The reasoning for this question comes out of pure curiosity. say if there were, for example 4 bugatti veyron's ( represented by the rectangles on the diagram) all starting from the middle and all attached by rope, and they accelerate out at 90 degrees to each other, reaching a top speed of say 200mph (89.4m/s) before the rope becomes taught (diagram in top right corner) what kind of force will the centre point experience and also the force the driver. assumptions can be made regarding the distance and time, also assuming there are no material limits and ideal situations meaning in the end the centre point does not move and rope joints are infinitely strong. id just like to see how the newtons laws could be applied to a question like this.
The force on each car is purely longitudinal because the restraining force of necessity runs thru the central point (origin). For example, the East and West forces cancel so far as the origin is concerned, so no lateral force exists from the viewpoint of the North or South car.
The restraining force on each car, then, is the same as if it were tied to an unmoveable tiedown point-- the force thus is the torque currently being applied via each car's engine and drivetrain.
The question assumes no material limits, but specifies the very fine Bugatti Veyron, which is made of specific materials. Let's just take two cars driving apart at high speed, joined by an infinitely strong rope. Assuming 89.4m/s and a mass per car of 1,888kg, the total energy of 2*1/2 mv^2 = 15MJ.
If the cars were to come to a halt, this is the amount of energy which would have to be dissipated. This energy could be go into the elongation of the ropes, or more likely into the deformation of the cars. Depending upon what the rope was attached to, either the cars would be ripped apart until the requisite amount of energy has been absorbed by the structure of the car, or the ropes will detach themselves from the car due to local failure of the connection point.
This question is more about energy than balancing forces.

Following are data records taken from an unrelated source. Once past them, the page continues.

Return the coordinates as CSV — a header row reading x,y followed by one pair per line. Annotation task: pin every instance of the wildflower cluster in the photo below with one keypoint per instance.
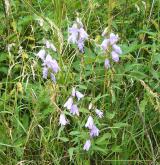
x,y
50,65
77,35
109,45
94,131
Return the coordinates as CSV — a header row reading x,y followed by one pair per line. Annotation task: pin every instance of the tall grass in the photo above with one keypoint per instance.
x,y
128,93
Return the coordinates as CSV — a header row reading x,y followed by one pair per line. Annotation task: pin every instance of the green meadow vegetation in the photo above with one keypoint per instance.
x,y
127,92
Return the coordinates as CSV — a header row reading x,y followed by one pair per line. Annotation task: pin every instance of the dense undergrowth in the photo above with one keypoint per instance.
x,y
127,93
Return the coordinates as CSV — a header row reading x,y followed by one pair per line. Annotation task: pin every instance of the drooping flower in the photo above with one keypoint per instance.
x,y
73,92
117,49
62,120
50,45
99,113
69,103
90,106
89,123
113,38
105,44
45,72
107,64
79,95
115,56
77,35
41,54
51,63
87,145
94,131
74,110
53,78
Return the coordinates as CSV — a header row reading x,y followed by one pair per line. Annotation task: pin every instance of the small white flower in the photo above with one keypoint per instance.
x,y
90,106
73,92
50,45
117,49
99,113
79,95
63,120
69,103
94,131
115,56
113,38
41,54
89,123
87,145
105,44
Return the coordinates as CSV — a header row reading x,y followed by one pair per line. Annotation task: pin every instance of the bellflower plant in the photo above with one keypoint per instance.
x,y
50,65
99,113
87,145
62,120
77,35
70,105
89,123
94,131
110,47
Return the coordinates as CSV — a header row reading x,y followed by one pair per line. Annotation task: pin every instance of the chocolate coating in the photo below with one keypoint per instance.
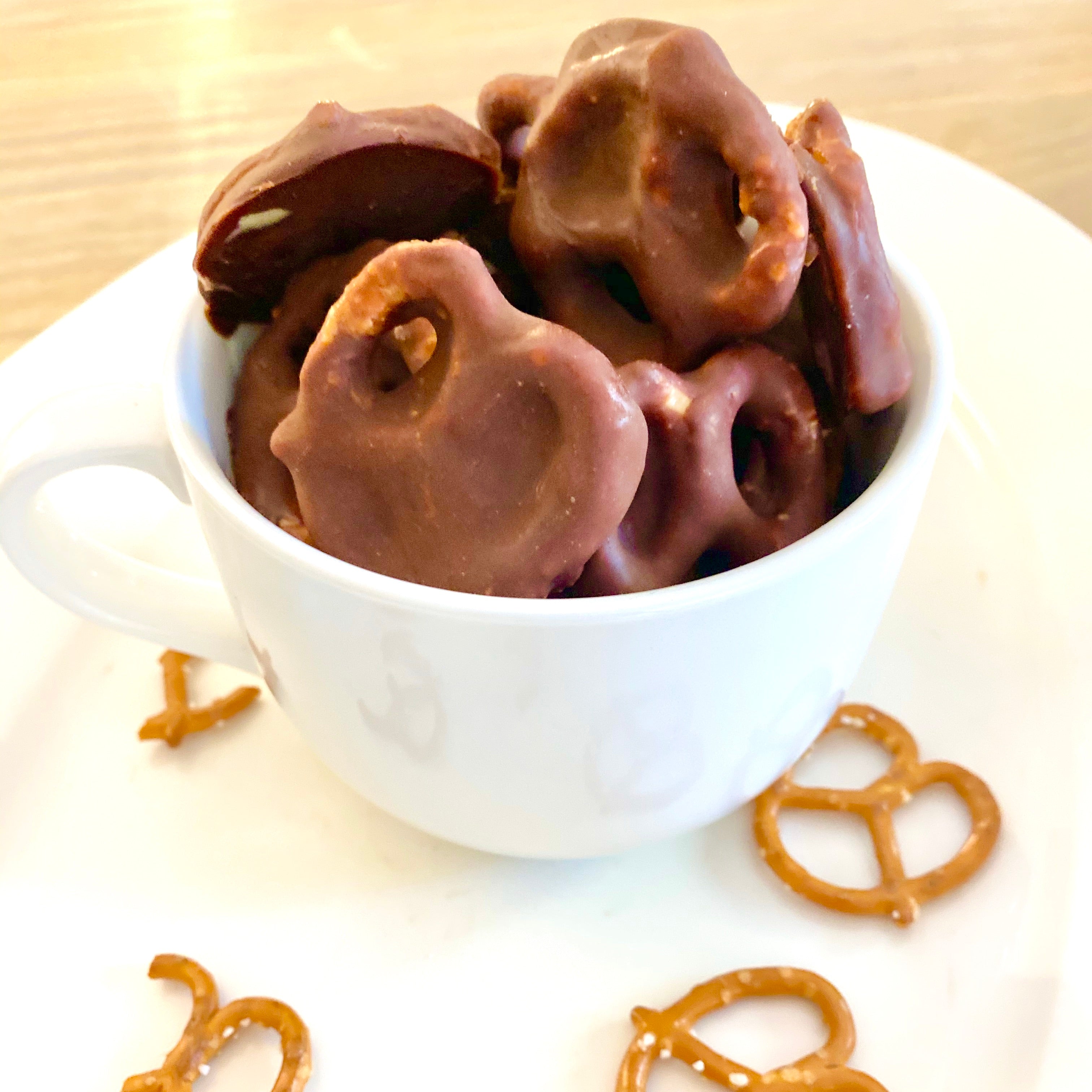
x,y
338,179
499,467
269,381
630,165
849,299
735,464
508,106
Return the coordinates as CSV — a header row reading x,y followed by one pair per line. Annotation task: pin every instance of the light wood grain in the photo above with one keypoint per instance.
x,y
120,116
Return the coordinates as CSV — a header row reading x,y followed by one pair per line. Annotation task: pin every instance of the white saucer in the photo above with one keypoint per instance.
x,y
421,966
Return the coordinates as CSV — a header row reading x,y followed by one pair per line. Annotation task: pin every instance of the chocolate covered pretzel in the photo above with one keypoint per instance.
x,y
850,302
269,381
508,106
626,213
498,467
735,464
337,181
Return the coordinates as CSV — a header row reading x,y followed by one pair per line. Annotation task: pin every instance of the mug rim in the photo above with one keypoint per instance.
x,y
918,438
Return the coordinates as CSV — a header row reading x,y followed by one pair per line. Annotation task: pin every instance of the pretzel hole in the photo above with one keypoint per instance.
x,y
249,1062
651,509
764,1032
844,759
624,291
931,828
754,462
836,847
206,682
415,334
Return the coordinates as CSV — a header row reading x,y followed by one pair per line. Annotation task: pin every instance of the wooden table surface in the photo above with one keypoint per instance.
x,y
117,117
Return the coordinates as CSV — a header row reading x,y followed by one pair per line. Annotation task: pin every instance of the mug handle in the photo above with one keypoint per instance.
x,y
121,425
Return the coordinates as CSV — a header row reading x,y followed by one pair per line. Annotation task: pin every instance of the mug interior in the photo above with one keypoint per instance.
x,y
203,367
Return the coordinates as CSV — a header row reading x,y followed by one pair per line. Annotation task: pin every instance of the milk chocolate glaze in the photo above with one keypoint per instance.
x,y
849,299
497,467
734,465
625,214
269,380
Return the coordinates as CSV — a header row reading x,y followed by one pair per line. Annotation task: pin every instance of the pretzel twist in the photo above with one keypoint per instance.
x,y
898,896
668,1035
179,719
210,1027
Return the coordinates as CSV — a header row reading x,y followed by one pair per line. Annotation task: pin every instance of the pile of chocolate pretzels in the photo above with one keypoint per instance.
x,y
612,340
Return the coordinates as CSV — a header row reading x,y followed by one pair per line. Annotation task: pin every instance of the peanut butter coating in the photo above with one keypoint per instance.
x,y
632,162
849,299
498,467
334,182
735,463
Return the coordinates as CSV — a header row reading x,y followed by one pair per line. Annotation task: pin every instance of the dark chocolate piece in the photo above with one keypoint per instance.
x,y
498,467
849,299
628,176
735,465
338,179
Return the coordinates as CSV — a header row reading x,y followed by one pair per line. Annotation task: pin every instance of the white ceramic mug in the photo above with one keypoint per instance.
x,y
553,729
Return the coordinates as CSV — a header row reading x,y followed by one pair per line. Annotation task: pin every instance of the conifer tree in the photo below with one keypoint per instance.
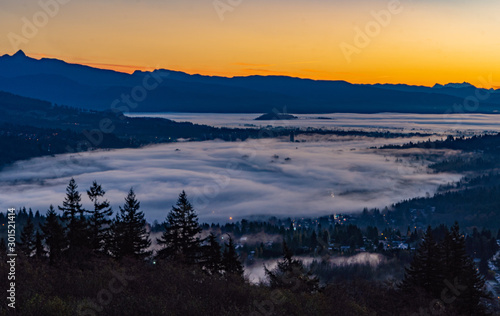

With the information and assumptions you have given, I would say that the forces act in a hyperbolic fashion toward each other, creating a saddle region at the center point as in your figure. To have a rough look see the image below, in which the red arrows indicates the forces acting in a hyperbolic fashion around the center location creating the above-mentioned saddle region.
Hope this helps!!
Edit 1: As J.Ari mentioned, only the net force at (0,0) will be 0N, all the others will behave hyperbolically.